As Verad Weekly Research’s Dan Rasmussen and team point out in a recent note, as of last week, 13 European equity markets were sporting drawdowns of 20% or more from prior highs. That dubious group includes Germany, the Netherlands, and Austria — all of which were down 30% from previous peaks. Proving geography matters, the closer a country is to Ukraine, the worse its markets are performing as highlighted by peak-to-trough declines of 40% for Hungary and Poland.
Those are ominous data points to be sure and not likely to generate enthusiasm for European small-cap stocks. However, the Verdad team notes that European small-cap value names have historical track records of rebounding following periods of crisis. That could be a sign that investors may want to put the WisdomTree Europe SmallCap Dividend Fund (DFE ) on their watchlists.
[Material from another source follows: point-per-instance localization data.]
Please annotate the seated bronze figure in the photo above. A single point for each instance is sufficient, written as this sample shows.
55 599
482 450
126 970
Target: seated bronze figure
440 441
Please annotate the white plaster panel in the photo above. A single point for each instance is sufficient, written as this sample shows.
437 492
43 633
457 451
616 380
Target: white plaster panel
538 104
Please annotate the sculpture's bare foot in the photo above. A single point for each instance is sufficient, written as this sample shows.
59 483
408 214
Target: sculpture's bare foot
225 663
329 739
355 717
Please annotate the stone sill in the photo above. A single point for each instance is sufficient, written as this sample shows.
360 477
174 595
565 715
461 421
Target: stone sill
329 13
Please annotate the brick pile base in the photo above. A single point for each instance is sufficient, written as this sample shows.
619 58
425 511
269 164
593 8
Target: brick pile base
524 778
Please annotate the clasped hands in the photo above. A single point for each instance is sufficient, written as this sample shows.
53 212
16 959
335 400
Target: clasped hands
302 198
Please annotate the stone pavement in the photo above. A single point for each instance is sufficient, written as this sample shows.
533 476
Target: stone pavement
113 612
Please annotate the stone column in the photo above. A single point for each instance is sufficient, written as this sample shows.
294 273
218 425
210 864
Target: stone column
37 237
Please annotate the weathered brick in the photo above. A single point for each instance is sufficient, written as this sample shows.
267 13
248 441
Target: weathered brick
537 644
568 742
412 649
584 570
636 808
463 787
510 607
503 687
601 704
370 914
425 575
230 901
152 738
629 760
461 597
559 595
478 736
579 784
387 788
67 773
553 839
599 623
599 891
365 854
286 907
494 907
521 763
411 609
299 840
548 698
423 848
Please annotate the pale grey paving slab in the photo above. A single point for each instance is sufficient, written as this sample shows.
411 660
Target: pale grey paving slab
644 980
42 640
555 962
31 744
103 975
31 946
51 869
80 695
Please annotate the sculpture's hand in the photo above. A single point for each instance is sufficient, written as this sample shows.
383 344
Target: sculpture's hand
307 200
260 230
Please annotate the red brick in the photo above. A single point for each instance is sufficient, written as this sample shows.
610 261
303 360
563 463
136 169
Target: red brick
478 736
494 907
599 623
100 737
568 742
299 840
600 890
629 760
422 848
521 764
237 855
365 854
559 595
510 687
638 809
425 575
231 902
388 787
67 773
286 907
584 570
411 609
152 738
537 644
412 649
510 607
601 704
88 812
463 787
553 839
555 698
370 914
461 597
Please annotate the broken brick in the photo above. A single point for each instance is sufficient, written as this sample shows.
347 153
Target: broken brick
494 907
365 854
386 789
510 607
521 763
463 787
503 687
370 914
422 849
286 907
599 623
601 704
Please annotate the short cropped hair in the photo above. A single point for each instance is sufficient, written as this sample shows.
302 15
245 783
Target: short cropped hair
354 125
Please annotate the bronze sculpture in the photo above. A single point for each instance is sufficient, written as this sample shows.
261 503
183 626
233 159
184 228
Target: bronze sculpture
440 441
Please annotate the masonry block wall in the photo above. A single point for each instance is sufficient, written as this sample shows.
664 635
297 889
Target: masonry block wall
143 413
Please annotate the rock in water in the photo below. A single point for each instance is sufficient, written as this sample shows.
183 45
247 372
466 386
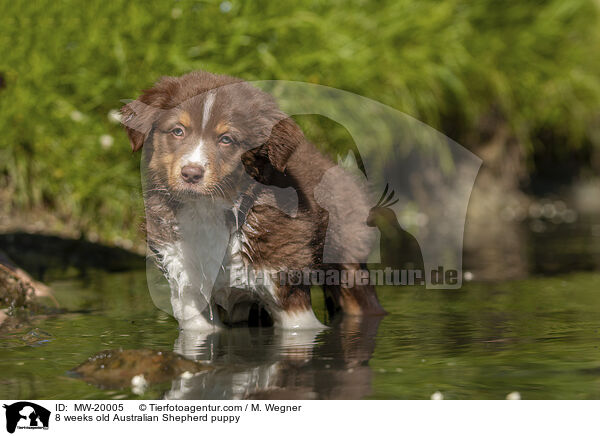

“Just like in the U.S., European small value stocks outperformed the market consistently and significantly after crises. The reason for small value stock outperformance in the wake of a crisis is simple, as crises unfold, small value stocks experience more severe sell-offs than the broader market. Their operations tend to suffer more in the context of plunging revenues and cash flows, coupled with weaker balance sheets and skyrocketing borrowing costs,” according to the Verdad team.
The team examined periods of severe market stress — the Russian/Asian debt crisis of 1998, the 2000 tech bubble, labor market distress in 2003, the global financial crisis, Europe’s 2011 sovereign debt crisis, and the 2020 coronavirus bear market.
Potentially underscoring the case for DFE, the average return for European small-cap value stocks 12 months after the crisis was 13% and the only one of those six periods in which European small value fare wasn’t higher a year later was the 2011 sovereign debt scenario.
“However, the same two factors that worked against small value stocks as crises unfolded — plunging valuations and muted growth — are the ones that reward the ‘survivors’ when crises bottom out and markets are poised for recovery. As a result, buyers of small value stocks in times of crisis pay less (thanks to cheaper valuations) and get more (thanks to above-average earnings growth during the recovery),” added Verdad.
As a dividend fund, DFE is likely full of survivors. While no European market is perfect at the moment, DFE offers investors the benefits of favorable geography as the U.K., Sweden, and Italy combine for about half of the ETF’s geographic exposure.